Osservando l'evoluzione delle guerre laggiù e l'intervento dell'Occidente, mi è venuta voglia di scrivere una sceneggiatura sulla Liberia. Quando ho scoperto la storia di Paul, ho trovato un messaggio ancora più forte. Nel bel mezzo di una delle più grandi tragedie del 20mo secolo un uomo ha il coraggio di reagire mentre tutti gli altri preferiscono restare nell'ignoranza. E' il genere di storia che mi piace raccontare nella sua forma più pura.
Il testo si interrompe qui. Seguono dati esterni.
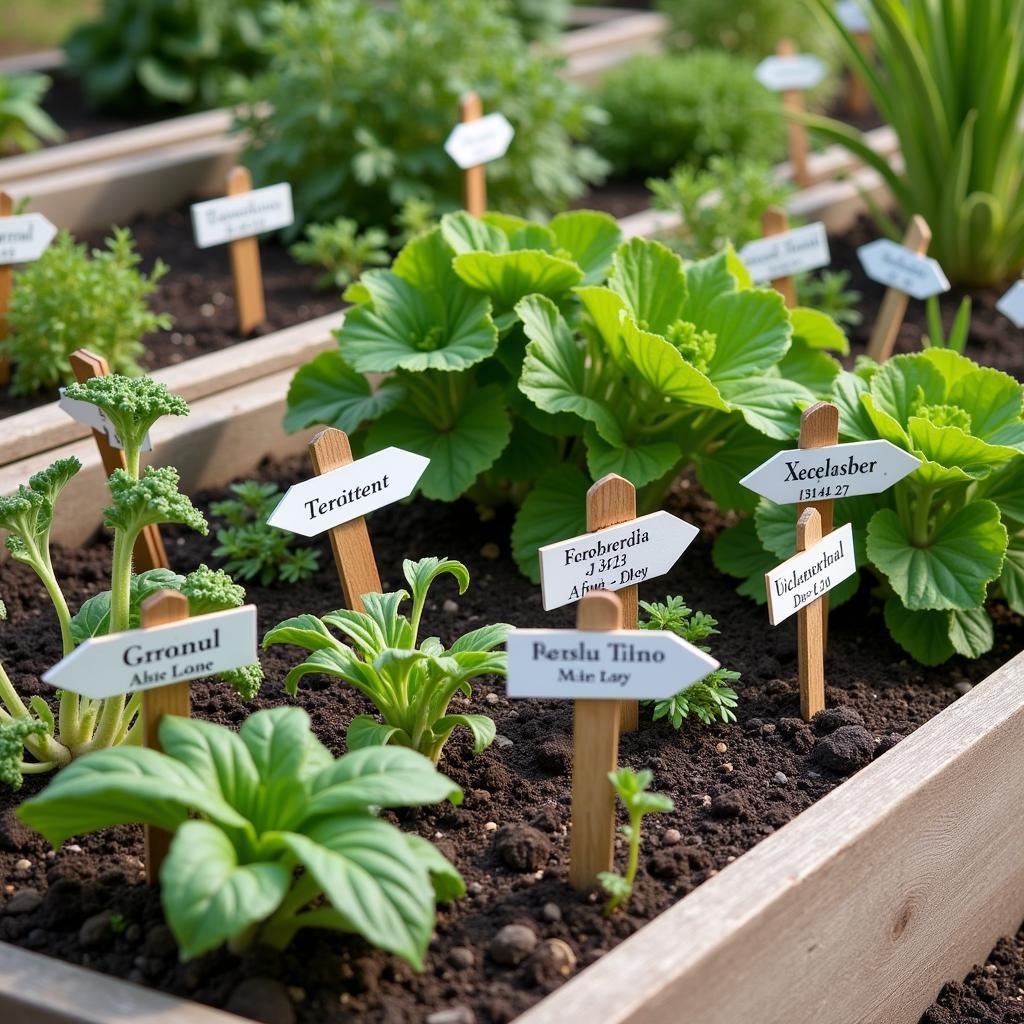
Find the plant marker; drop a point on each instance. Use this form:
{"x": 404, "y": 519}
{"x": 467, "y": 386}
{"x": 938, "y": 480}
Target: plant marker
{"x": 148, "y": 552}
{"x": 893, "y": 308}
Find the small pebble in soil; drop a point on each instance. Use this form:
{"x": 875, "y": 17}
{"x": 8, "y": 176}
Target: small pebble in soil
{"x": 512, "y": 944}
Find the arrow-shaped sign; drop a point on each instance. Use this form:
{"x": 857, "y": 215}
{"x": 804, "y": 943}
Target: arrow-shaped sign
{"x": 140, "y": 659}
{"x": 622, "y": 665}
{"x": 828, "y": 473}
{"x": 612, "y": 558}
{"x": 25, "y": 238}
{"x": 479, "y": 141}
{"x": 896, "y": 266}
{"x": 322, "y": 503}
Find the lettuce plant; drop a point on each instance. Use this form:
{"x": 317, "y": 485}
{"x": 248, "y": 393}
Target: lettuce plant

Potete portare lo spettatore nel cuore dei fatti non solo mostrando tutto l'orrore di questi fatti, ma anche rendendoli partecipi dell'esperienza dei suoi simili nel film. E' una situazione che non si può creare con un documentario o un reportage".

Quale è stata la più grande difficoltà di questo film?
Recuperare il denaro! E' la cosa più assurda di questo progetto: la sceneggiatura e le riprese sono state le tappe più facili. E' stato invece difficile trovare i finanziamenti e una distribuzione. Prima ho cercato finanziatori a Hollywood, senza alcun esito. Poi, con il mio partner Alex Ho, abbiamo deciso di percorrere la strada del cinema indipendente. Abbiamo trovato fondi in Sud Africa, Inghilterra e Italia. Nonostante questo, al secondo giorno di riprese eravamo ancora senza un soldo… Alex e io abbiamo finanziato la pre-produzione. Era particolarmente angosciante. Fortunatamente, l'intensità e l'importanza del soggetto ci hanno aiutati a riunire il cast e una troupe. Erano tutti motivatissimi e abbiamo passato dei momenti molto belli sul set a Johannesburg.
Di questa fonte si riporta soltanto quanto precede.